I think everyone at some point has struggled with the loneliness of feeling misunderstood. While we most often attribute that feeling to our confusing teenage years, it rarely stays confined to just that time. For most of us, there will be ongoing aches and pains that feel unseen and misunderstood. We long to be seen and known.
One of the greatest gifts Jesus gives us outside of salvation is his ability to relate to us. There is nothing we can experience that Jesus doesn’t intimately know himself. The book of Hebrews expands on this in a truly poignant way.
“So then, since we have a great High Priest who has entered heaven, Jesus the Son of God, let us hold firmly to what we believe. This High Priest of ours understands our weaknesses, for he faced all of the same gratings we do, yet he did not sin. So let us come boldly to the throne of our gracious God. There we will receive his mercy, and we will find grace to help us when we need it most.” (Hebrews 4:14-16)

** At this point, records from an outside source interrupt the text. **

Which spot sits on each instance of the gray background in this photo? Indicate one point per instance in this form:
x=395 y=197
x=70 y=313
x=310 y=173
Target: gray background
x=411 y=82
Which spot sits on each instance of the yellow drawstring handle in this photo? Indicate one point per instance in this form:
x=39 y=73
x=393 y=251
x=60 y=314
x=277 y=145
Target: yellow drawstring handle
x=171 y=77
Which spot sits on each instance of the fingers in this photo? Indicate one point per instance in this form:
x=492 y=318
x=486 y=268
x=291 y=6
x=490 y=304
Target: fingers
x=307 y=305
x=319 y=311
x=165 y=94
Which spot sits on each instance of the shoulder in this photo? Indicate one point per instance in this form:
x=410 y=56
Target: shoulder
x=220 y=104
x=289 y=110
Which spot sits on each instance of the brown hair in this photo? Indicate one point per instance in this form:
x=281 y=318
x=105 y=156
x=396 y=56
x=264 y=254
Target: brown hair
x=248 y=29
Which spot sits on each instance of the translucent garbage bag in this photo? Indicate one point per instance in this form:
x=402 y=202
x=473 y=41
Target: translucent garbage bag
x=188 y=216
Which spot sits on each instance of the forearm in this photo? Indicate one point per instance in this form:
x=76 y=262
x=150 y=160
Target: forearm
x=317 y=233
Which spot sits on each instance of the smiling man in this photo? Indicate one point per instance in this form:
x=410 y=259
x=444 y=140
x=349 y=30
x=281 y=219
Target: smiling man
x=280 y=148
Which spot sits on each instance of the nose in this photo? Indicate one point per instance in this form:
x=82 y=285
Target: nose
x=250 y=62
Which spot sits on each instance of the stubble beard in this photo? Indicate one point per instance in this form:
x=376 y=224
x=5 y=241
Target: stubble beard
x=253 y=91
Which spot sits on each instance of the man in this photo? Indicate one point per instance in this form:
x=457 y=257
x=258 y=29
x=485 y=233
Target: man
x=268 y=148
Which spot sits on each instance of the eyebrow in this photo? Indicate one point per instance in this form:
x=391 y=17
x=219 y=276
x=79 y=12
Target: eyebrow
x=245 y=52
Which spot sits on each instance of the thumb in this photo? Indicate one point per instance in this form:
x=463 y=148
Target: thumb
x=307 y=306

There is nothing, nothing you can experience that Jesus doesn’t intimately know the pain of at its core.
Fear, hunger, loneliness, anger, despair, betrayal, grief, hurt. All of it. He experienced all of it.
Even my fear of abandonment is known to Jesus, calling out to God the Father in his darkest hour asking why he was forsaken.
There is something so incredibly comforting about the notion that Jesus knows. He knows. When we have those moments of crying out unintelligibly in our sufferings, he knows what we’re feeling. Not sympathy, empathy. He meets in our pain.
What other god in any other religion took such pains to know his creation so intimately? What other god ever cared to? There’s something so incredibly loving in the time Jesus took in his earthly life. He didn’t just zap down, die for our sins, and zap back. He stopped. He stayed a while. He took part in human life in all its individual nuances and rhythms. Sometimes we Christians can get so focused on the fact that Jesus died for us that we forget he also lived with us. That in itself was a stunningly beautiful gift.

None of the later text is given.